Visitor Info:  Closed Tuesdays.  Admission is €9 for the permanent collections; €13 for permanent collections and temporary exhibitions.  In the past, admission has been free on Bastille Day (July 14), but I’m not sure that’s still the case.

Star Attractions:  Mona Lisa, Venus de Milo, Winged Victory of Samothrace, Michelangelo’s Slaves.

2) The British Museum, London     5.93 million

Masterpieces of painting are on display elsewhere in London, so this is not what we often think of as an art museum, with gallery after gallery of canvas in ornate gilt frames.  The museum opened in 1759 when the British Empire sprawled across the globe, so loot from around the world was brought here.  Some countries are trying to get their treasures back, but in the meantime — they’re in the British Museum.

Visitor Info:  Open every day.  Admission is free, except for some special exhibitions.

Star Attractions:  The Rosetta Stone, the Elgin Marbles (sculptures from the Parthenon), the Magna Carta.

3) National Gallery of Art, Washington, D.C.     4.96 million

A relative newcomer among the world’s great museums, it opened in the early 1940s, thanks to the donated collection of financier Andrew Mellon and others.  The National Gallery is located on the Mall, at 4th and Constitution.  A second wing, the East Building, opened in 1978.

Visitor Info:  Open daily; admission is free.

Star Attractions:  Ginevra de Benci (Leonardo da Vinci), Woman Holding a Balance (Vermeer), Self-Portrait (Vincent Van Gogh).

4) Tate Modern, London     4.95 million

This branch of the Tate was created in 2000, residing in what was an abandoned power station on the Southwark side of the Thames.  The original Tate, now called Tate Britain, was named for its principal benefactor, Sir Henry Tate.  (He got stinking rich by patenting a method to make sugar into cubes.)  The collection outgrew the building, so Tate Britain now has only British art; Tate Modern exhibits international modern art.

Visitor Info:  Open daily; admission is free except for major exhibitions.  A ferry runs between the Tate Modern and Tate Britain — cost for the boat ride is £5.

Star Attractions:  Water-Lilies (Claude Monet), The Three Dancers (Pablo Picasso), The Kiss (Rodin).

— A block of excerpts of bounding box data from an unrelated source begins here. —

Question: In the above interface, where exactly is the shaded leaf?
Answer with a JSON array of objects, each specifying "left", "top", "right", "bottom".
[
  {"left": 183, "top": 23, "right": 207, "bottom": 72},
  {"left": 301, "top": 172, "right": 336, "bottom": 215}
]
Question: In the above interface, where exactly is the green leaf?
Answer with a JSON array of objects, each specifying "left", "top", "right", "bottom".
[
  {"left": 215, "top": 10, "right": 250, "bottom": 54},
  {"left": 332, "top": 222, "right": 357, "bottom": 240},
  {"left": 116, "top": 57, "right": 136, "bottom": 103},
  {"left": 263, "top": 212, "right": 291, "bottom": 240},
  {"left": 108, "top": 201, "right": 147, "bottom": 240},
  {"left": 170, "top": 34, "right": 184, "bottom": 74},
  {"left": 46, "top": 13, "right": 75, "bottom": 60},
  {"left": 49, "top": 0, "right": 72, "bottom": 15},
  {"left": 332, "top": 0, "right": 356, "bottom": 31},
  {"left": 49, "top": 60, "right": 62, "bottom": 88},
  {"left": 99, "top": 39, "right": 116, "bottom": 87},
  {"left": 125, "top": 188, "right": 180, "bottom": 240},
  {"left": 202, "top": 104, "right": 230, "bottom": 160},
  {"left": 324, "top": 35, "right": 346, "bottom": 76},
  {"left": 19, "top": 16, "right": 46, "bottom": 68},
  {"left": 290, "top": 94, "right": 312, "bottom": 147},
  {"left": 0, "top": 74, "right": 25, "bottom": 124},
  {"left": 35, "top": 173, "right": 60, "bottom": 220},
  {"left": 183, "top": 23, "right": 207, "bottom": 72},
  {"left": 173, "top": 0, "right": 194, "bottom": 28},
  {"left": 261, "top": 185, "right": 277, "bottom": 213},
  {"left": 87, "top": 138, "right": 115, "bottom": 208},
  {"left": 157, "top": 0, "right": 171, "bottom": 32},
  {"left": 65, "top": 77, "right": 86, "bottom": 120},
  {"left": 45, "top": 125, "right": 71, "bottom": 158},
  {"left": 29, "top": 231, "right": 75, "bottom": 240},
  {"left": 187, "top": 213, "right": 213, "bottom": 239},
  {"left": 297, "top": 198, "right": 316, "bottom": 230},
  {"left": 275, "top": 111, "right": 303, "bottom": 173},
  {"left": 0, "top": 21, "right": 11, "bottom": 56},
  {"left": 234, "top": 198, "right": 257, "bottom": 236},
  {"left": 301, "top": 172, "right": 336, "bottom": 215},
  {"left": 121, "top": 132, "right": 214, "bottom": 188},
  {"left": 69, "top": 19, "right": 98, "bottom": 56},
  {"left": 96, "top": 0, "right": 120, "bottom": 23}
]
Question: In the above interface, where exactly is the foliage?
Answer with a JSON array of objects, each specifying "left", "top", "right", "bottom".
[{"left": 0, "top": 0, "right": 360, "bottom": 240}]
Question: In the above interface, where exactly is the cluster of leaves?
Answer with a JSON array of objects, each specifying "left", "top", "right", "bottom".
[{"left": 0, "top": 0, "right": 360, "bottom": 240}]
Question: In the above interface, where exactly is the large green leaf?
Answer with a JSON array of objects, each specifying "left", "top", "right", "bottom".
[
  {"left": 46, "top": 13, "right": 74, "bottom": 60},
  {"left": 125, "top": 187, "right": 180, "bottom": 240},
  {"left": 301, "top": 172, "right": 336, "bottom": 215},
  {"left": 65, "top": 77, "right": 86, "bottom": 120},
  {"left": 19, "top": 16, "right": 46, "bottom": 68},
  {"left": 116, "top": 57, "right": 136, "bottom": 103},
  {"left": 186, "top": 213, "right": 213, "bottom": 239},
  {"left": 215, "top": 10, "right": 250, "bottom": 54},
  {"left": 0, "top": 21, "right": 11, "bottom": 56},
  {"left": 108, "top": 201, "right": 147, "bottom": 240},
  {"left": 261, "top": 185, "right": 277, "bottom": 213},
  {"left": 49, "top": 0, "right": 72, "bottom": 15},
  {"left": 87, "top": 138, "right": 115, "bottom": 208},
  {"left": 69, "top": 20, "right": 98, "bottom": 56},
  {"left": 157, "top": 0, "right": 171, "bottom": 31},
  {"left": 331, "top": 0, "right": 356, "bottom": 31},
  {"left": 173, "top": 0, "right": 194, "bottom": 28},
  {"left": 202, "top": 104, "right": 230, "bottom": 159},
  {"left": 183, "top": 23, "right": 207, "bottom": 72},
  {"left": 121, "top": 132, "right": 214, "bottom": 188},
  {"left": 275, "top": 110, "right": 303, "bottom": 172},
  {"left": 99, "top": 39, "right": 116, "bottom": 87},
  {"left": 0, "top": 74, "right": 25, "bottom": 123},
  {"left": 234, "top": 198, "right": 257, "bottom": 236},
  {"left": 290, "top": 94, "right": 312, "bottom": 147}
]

5) Metropolitan Museum of Art, New York City     4.82 million

American tycoons got a relatively late start in acquiring art — Europeans had been at it for hundreds of years before Americans jumped into the market.  The Yanks were able to make some fine purchases, though, and a lot of them eventually wound up here.  The museum opened in 1872, but moved to its current Central Park location in 1880.

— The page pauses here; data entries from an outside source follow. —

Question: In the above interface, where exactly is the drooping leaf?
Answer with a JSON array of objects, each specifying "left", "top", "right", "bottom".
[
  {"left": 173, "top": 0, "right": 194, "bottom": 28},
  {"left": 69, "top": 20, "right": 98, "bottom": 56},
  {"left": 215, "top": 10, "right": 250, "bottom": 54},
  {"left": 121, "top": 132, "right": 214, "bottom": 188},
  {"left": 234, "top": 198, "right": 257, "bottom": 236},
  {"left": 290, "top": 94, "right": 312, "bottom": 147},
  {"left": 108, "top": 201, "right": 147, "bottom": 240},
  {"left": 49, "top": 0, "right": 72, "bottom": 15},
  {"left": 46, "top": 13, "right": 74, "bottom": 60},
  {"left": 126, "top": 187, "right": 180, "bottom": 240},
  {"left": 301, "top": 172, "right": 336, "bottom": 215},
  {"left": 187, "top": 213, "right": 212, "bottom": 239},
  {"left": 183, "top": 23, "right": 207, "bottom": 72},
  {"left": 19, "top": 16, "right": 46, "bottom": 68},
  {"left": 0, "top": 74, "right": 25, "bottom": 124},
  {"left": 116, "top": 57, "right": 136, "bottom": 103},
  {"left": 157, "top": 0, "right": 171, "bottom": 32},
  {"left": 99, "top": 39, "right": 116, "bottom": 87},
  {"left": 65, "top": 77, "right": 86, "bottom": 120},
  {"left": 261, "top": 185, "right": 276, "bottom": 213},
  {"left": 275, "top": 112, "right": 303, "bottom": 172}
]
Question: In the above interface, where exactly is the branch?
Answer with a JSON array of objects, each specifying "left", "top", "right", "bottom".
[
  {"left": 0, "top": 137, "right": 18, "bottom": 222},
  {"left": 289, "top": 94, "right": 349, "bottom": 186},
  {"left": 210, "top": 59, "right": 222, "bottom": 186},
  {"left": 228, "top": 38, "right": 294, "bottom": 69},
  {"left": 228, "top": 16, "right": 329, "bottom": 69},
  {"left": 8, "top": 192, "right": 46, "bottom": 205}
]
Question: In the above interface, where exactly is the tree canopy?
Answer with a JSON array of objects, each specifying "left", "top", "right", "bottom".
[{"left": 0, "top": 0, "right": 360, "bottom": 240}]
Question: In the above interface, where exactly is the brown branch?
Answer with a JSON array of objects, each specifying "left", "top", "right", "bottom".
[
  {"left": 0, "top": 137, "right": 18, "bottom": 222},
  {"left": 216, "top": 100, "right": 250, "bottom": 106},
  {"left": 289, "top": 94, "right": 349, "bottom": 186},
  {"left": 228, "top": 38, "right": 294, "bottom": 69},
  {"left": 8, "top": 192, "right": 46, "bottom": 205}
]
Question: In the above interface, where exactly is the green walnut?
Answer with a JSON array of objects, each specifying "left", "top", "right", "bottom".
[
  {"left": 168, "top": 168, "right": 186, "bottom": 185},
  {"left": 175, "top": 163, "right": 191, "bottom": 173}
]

Visitor Info:  Closed Mondays, except holiday Mondays.  Admission:  $20 for adults; children under 12 free.

Star Attractions:  Aristotle With A Bust of Homer (Rembrandt), The Musicians (Caravaggio), Washington Crossing The Delaware (Emanuel Leutze), Juan de Pareja (Velázquez).

In spite of my earlier grumbles about the crowds, I encourage you to visit an art museum soon.  With luck, maybe you’ll be there on a slow day.